Here is a way using SplitBy:

split[l:{__}, m_] :=
  Module[{e = l[[1, 1]] + m}
  , SplitBy[l, If[#[[1]] < e, e, e = #[[1]] + m]&]
  ]

split[list, 3]

(* {{{1,x},{2,x},{3,x}},{{4,x},{5,x}},{{8,x}},{{13,x}},{{16,x},{17,x}}} *)

Answer 2

Three variations on WReach's key idea:

ClearAll[splitA]
splitA[l : {__}, m_] := Module[{e = l[[1, 1]] + m},
 Last @ Reap @ Scan[Sow[#, If[#[[1]] < e, e,  e = #[[1]] + m]] &, l]]

splitA[list, 3]

 {{{1, x}, {2, x}, {3, x}}, 
  {{4, x}, {5, x}}, 
  {{8, x}}, 
  {{13, x}}, 
  {{16, x}, {17, x}}}

ClearAll[splitB]
splitB[l : {__}, m_] := Module[{e = l[[1, 1]] + m},
  Split[l, Or[#2[[1]] < e, e = #2[[1]] + m] &]]

ClearAll[splitC]
splitC[l : {__}, m_] := Module[{e = l[[1, 1]] + m},
  SplitBy[l, Or[#[[1]] < e, e = #[[1]] + m] &]]

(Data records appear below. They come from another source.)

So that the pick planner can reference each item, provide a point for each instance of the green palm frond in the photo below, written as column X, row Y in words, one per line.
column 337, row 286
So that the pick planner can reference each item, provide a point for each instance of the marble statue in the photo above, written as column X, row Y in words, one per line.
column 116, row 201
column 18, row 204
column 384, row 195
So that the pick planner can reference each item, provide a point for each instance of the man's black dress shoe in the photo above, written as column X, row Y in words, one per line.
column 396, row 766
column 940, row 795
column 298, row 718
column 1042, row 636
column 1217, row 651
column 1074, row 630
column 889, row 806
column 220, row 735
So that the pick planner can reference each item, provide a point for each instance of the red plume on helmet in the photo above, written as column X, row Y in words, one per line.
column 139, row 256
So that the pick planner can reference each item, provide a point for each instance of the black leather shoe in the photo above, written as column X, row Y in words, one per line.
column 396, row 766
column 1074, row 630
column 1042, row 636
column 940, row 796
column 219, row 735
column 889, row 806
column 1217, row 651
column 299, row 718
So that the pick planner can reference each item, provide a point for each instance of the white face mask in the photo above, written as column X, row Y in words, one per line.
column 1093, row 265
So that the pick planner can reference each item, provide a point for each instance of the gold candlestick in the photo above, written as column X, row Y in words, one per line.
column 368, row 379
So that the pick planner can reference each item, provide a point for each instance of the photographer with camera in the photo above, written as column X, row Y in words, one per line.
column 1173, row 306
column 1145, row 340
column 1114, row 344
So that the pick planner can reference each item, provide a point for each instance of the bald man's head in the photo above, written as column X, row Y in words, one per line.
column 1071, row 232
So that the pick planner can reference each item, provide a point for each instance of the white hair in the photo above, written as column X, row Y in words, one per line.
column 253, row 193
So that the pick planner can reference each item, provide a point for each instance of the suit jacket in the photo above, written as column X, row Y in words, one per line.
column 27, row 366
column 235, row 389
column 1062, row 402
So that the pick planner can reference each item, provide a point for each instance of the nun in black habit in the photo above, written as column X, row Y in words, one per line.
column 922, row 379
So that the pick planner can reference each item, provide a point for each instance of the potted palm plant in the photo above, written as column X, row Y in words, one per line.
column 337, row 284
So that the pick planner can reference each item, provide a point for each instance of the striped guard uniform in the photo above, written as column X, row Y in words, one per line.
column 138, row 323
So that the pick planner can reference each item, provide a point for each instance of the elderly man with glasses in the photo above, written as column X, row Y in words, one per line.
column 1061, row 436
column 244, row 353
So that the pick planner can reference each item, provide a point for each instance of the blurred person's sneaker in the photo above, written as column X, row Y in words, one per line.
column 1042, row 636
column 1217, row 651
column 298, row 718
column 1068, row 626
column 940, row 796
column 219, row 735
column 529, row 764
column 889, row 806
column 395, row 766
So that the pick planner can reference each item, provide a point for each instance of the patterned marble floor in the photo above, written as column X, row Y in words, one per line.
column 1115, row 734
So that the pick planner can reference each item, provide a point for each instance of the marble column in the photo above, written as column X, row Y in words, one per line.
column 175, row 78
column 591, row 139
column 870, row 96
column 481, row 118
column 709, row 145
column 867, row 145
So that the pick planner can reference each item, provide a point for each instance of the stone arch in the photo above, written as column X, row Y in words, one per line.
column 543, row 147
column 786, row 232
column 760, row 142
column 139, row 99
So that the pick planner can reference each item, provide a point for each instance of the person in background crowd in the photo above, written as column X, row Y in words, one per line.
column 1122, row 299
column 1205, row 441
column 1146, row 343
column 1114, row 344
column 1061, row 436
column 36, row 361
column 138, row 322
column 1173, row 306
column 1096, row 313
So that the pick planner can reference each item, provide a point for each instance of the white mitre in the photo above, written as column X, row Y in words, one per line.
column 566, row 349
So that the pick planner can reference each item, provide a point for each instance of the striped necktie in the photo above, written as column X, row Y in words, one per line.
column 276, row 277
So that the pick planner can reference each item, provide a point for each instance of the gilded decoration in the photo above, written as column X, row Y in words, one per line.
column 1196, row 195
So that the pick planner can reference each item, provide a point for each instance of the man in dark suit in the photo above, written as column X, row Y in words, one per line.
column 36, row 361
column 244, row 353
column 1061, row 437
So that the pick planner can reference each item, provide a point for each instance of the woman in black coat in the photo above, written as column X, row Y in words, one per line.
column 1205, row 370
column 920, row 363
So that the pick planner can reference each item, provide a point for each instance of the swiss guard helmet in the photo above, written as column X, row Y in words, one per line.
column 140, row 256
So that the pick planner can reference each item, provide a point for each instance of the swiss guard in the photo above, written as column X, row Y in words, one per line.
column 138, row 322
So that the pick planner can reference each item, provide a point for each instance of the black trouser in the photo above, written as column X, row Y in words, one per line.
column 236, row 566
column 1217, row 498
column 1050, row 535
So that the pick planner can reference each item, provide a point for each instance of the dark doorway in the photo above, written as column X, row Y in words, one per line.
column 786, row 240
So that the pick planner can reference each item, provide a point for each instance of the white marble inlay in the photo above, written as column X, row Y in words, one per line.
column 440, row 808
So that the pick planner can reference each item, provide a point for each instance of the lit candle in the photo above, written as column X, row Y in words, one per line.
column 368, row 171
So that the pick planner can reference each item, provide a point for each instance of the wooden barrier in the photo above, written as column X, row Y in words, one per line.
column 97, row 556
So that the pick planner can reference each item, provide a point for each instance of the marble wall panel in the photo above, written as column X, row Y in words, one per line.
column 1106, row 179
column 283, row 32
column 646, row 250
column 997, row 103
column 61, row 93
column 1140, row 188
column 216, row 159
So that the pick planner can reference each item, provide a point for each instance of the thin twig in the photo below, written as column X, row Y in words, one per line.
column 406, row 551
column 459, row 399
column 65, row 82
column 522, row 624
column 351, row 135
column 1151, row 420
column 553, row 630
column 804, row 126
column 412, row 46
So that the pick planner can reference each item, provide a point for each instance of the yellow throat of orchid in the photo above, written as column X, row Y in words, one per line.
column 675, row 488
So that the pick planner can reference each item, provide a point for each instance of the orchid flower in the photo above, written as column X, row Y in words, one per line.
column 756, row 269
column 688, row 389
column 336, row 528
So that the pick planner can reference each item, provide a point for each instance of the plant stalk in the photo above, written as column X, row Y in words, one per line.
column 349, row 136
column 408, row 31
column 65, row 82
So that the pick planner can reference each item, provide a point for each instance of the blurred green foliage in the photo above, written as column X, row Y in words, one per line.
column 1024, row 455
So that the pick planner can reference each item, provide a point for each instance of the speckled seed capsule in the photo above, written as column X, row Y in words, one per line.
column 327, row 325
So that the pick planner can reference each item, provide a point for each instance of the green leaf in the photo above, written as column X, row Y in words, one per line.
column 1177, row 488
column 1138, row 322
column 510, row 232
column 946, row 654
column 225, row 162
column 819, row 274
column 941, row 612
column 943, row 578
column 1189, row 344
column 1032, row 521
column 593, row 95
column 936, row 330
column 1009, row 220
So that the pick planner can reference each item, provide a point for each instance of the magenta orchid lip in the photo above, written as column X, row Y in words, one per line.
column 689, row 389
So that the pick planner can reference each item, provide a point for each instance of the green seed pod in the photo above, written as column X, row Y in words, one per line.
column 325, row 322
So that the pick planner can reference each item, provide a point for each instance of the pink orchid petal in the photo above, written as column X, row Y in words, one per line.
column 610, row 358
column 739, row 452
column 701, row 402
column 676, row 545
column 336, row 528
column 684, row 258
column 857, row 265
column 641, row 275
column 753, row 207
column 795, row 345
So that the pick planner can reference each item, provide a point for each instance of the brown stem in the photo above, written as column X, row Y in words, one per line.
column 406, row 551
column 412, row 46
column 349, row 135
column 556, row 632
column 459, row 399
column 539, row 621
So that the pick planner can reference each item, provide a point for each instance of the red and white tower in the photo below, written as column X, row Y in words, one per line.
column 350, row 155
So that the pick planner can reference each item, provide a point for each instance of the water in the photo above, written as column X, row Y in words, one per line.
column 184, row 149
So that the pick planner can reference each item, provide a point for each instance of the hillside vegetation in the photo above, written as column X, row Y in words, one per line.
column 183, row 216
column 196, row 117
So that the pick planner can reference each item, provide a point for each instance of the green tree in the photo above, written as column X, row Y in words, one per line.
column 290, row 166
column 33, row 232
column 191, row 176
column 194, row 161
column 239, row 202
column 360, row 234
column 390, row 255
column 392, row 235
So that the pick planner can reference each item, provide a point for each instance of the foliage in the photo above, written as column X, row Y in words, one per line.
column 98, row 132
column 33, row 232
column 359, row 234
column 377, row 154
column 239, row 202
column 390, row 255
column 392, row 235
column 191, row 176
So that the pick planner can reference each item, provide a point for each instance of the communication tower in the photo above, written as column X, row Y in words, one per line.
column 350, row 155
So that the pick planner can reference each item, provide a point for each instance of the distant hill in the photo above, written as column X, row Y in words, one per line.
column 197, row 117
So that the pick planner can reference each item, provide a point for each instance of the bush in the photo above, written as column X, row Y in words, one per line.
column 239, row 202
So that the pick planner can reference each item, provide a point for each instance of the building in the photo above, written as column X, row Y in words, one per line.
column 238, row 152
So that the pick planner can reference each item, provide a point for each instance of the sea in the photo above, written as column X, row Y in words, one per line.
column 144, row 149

splitA[list, 3] == splitB[list, 3] == splitC[list, 3]

True

Answer 3

res = 
  Catenate @ Map[Partition[#, UpTo @ 3] &] @ 
    Split[list, #2[[1]] - #1[[1]] == 1 &];

res == result

(* True *)

Answer 4

list = {{1, x}, {2, x}, {3, x}, {4, x}, {5, x}, {8, x}, {13, x}, {16, x}, {17, x}};

---

Using SequenceCases:

ConsecutiveQ = Most[#] == Rest[#] - 1 &;

p = Map[Splice@Partition[#, UpTo@3] &];

res = p@SequenceCases[list, x : {__} /; ConsecutiveQ@x[[All, 1]]]

res === result

(*True*)